The extracellular matrix (ECM) is well appreciated to impact cellular function, morphology, and phenotype. In recent years advances in in vitro models have included the incorporation of spatial and temporal control of the biochemical and biophysical properties of 3D hydrogels to recapitulate the native microenvironment of a tissue. However, these methods are difficult to incorporate into microfluidic fabrication techniques for organ-on-a-chip microphysiological systems. These microfluidic models of organs and tissues allow for the incorporation of dynamic fluid forces and relevant transport kinetics and length scales which are also well appreciated to impact cellular function. To merge these two powerful approaches, we have developed simple, cleanroom-free methods to incorporate microfluidic fabrication with a tailorable stromal compartment into microphysiological systems.

For this work, we created a placenta-on-a-chip as an exemplar microphysiological model for the validation of transplacental drug transport kinetics. Fibroblasts were embedded within a thin collagen-I hydrogel fabricated on a silicon support. Placental epithelial cells (BeWo) and endothelial cells (HUVECs) were seeded on either side of the collagen-I hydrogel and cultured for at least four days to ensure monolayer formation. The seeded gel and support were incorporated into a microfluidic device by clamping the support between two laser-etched, acrylic sheets containing microfluidic channels. The resulting construct creates a maternal fluid channel lined with BeWo cells and a fetal fluid channel lined with HUVECs on either side of a hydrogel stromal compartment with embedded fibroblasts.
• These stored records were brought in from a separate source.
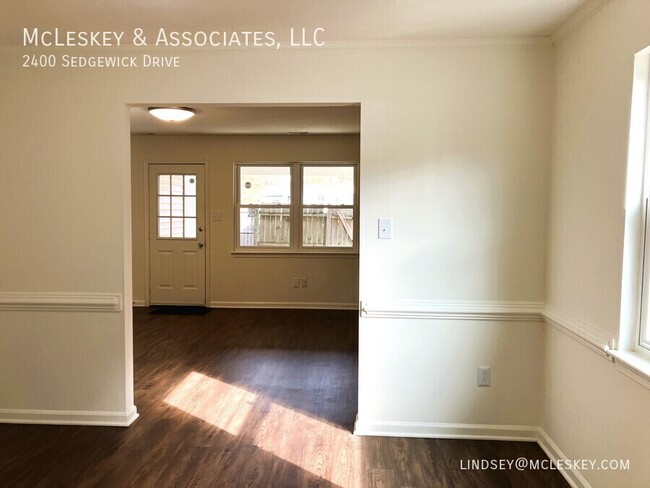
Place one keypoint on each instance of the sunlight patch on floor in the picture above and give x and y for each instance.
(316, 446)
(222, 405)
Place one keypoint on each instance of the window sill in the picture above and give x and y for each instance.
(289, 253)
(633, 365)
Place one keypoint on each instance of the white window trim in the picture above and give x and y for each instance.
(632, 358)
(295, 249)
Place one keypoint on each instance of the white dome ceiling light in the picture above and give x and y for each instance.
(172, 114)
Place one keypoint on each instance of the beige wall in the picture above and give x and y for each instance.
(245, 280)
(590, 409)
(454, 148)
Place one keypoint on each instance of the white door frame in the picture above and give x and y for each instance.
(147, 210)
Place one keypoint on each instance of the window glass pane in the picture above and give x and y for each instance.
(177, 206)
(190, 206)
(327, 227)
(163, 185)
(264, 227)
(177, 227)
(190, 228)
(190, 184)
(164, 206)
(328, 185)
(164, 228)
(270, 185)
(177, 184)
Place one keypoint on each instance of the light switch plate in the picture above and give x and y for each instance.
(385, 228)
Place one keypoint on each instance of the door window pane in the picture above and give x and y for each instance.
(164, 227)
(190, 206)
(328, 185)
(182, 209)
(190, 184)
(164, 184)
(164, 206)
(190, 228)
(177, 206)
(177, 184)
(177, 227)
(327, 227)
(265, 185)
(264, 227)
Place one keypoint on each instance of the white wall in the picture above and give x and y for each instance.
(590, 409)
(332, 281)
(454, 148)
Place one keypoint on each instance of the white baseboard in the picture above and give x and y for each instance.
(68, 417)
(447, 430)
(573, 477)
(522, 433)
(291, 305)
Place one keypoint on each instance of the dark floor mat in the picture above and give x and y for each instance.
(178, 310)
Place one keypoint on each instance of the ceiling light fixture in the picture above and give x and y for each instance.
(172, 114)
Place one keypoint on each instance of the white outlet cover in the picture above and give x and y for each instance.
(483, 376)
(385, 228)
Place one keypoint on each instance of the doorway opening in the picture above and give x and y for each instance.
(251, 212)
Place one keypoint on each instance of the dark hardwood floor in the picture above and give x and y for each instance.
(235, 398)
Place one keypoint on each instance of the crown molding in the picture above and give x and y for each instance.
(577, 19)
(541, 42)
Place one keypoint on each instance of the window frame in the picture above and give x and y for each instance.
(296, 206)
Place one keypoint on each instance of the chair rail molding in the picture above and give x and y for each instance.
(585, 333)
(64, 302)
(456, 310)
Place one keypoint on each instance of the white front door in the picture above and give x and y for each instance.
(177, 234)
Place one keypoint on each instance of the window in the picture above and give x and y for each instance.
(177, 206)
(296, 207)
(635, 294)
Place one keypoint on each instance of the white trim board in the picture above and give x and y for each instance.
(446, 430)
(295, 305)
(521, 433)
(586, 334)
(460, 310)
(572, 476)
(67, 302)
(69, 417)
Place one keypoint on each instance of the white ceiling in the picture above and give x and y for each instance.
(343, 20)
(268, 119)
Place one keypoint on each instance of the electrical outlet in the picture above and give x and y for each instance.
(483, 376)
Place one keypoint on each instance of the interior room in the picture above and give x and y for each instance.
(418, 232)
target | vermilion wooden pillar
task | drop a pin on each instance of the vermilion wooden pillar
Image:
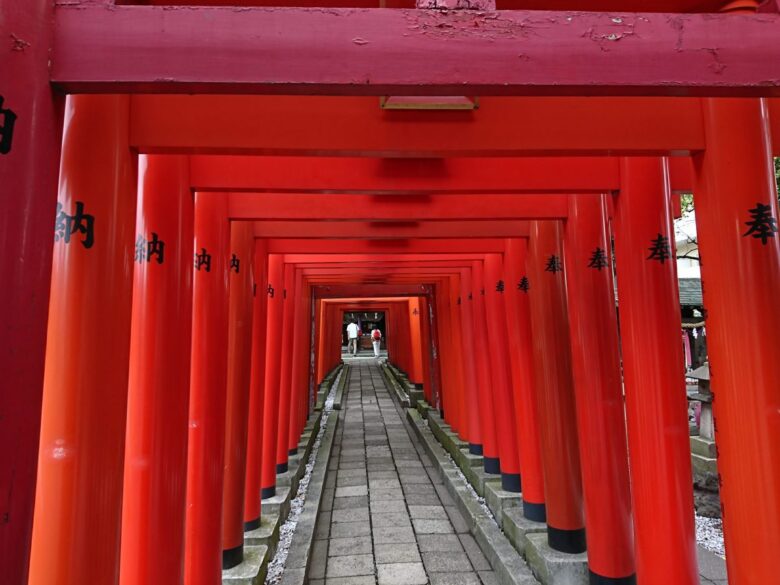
(286, 338)
(159, 381)
(656, 404)
(274, 291)
(555, 391)
(79, 493)
(490, 450)
(297, 375)
(737, 219)
(31, 122)
(522, 363)
(458, 360)
(239, 371)
(413, 311)
(208, 380)
(256, 387)
(471, 394)
(504, 408)
(599, 391)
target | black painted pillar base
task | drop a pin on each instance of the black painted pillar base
(510, 482)
(252, 525)
(232, 557)
(535, 512)
(596, 579)
(492, 465)
(567, 541)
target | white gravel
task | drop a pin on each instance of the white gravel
(709, 534)
(286, 532)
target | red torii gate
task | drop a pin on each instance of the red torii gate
(78, 30)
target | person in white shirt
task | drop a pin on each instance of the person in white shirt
(376, 340)
(352, 335)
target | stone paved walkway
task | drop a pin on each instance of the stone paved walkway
(386, 519)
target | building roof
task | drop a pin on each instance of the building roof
(690, 292)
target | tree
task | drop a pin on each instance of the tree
(687, 207)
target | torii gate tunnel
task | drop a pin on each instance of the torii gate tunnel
(226, 178)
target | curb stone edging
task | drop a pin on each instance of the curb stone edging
(507, 563)
(296, 569)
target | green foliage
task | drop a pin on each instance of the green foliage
(686, 199)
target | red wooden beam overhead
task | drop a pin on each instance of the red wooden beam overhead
(275, 206)
(390, 230)
(416, 175)
(479, 246)
(596, 5)
(356, 126)
(161, 49)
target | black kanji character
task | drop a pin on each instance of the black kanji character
(523, 285)
(155, 247)
(660, 250)
(553, 264)
(140, 249)
(762, 224)
(598, 259)
(7, 128)
(203, 259)
(66, 225)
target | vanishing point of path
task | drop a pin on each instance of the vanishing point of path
(386, 518)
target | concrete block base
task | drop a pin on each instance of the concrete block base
(278, 505)
(266, 535)
(552, 567)
(498, 499)
(517, 527)
(251, 571)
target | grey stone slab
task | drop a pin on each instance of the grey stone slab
(349, 502)
(711, 566)
(457, 519)
(356, 490)
(380, 506)
(350, 566)
(319, 559)
(386, 494)
(422, 499)
(454, 579)
(402, 574)
(488, 578)
(478, 560)
(553, 567)
(357, 472)
(251, 570)
(392, 534)
(390, 519)
(429, 512)
(427, 526)
(351, 545)
(345, 529)
(350, 515)
(396, 553)
(439, 543)
(444, 562)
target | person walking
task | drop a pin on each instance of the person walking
(376, 340)
(352, 337)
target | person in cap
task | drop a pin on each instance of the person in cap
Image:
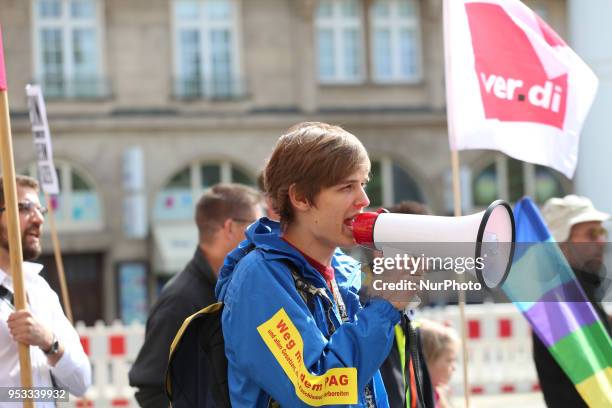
(577, 226)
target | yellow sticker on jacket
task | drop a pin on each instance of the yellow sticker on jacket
(336, 386)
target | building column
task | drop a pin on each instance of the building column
(305, 54)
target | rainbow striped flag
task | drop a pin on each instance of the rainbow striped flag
(2, 70)
(543, 286)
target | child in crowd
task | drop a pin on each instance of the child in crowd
(440, 346)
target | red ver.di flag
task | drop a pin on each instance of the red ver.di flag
(513, 84)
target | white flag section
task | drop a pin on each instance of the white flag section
(42, 140)
(512, 84)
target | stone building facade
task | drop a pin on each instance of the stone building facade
(150, 101)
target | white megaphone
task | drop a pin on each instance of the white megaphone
(488, 235)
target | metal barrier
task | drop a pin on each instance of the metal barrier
(499, 350)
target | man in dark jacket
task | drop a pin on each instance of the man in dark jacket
(577, 226)
(222, 214)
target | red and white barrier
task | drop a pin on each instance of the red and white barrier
(499, 350)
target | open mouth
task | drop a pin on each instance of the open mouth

To test the function or this assembled system, we used immunostaining and fluorescent microscopy to observe confluent epithelial and endothelial cell layers were formed on the obverse and reverse of the collagen gel. Fibroblasts were successfully cultured within the hydrated stromal layer as validated with live-dead staining over the week-long culture period. Barrier formation was confirmed with transepithelial electrical resistance (TEER). Following seven days of culture, antipyrine, sodium-fluorescein, and glucose were used to validate transport dynamics in static and dynamic conditions. In addition to the functional tests for this placenta-on-a-chip model, we validated that these fabrication methods are compatible with a range of native and synthetic hydrogels as well as reconstituted decellularized ECM scaffolds.

In this work we have developed methods to generate microphysiological systems with tailorable stromal compartments using a placenta-on-a-chip as a model. These methods integrate an extensive biomaterials toolbox into these fluidic 3D multicell in vitro models, significantly expanding the ability to investigate how cell-ECM interactions regulate disease processes and homeostasis. Our simple fabrication approach, with the ability to include stromal cells, such as fibroblasts and tissue-resident immune cells, will enable more complex in vitro models of complex organs such as the small intestine, kidney, lung, or placenta.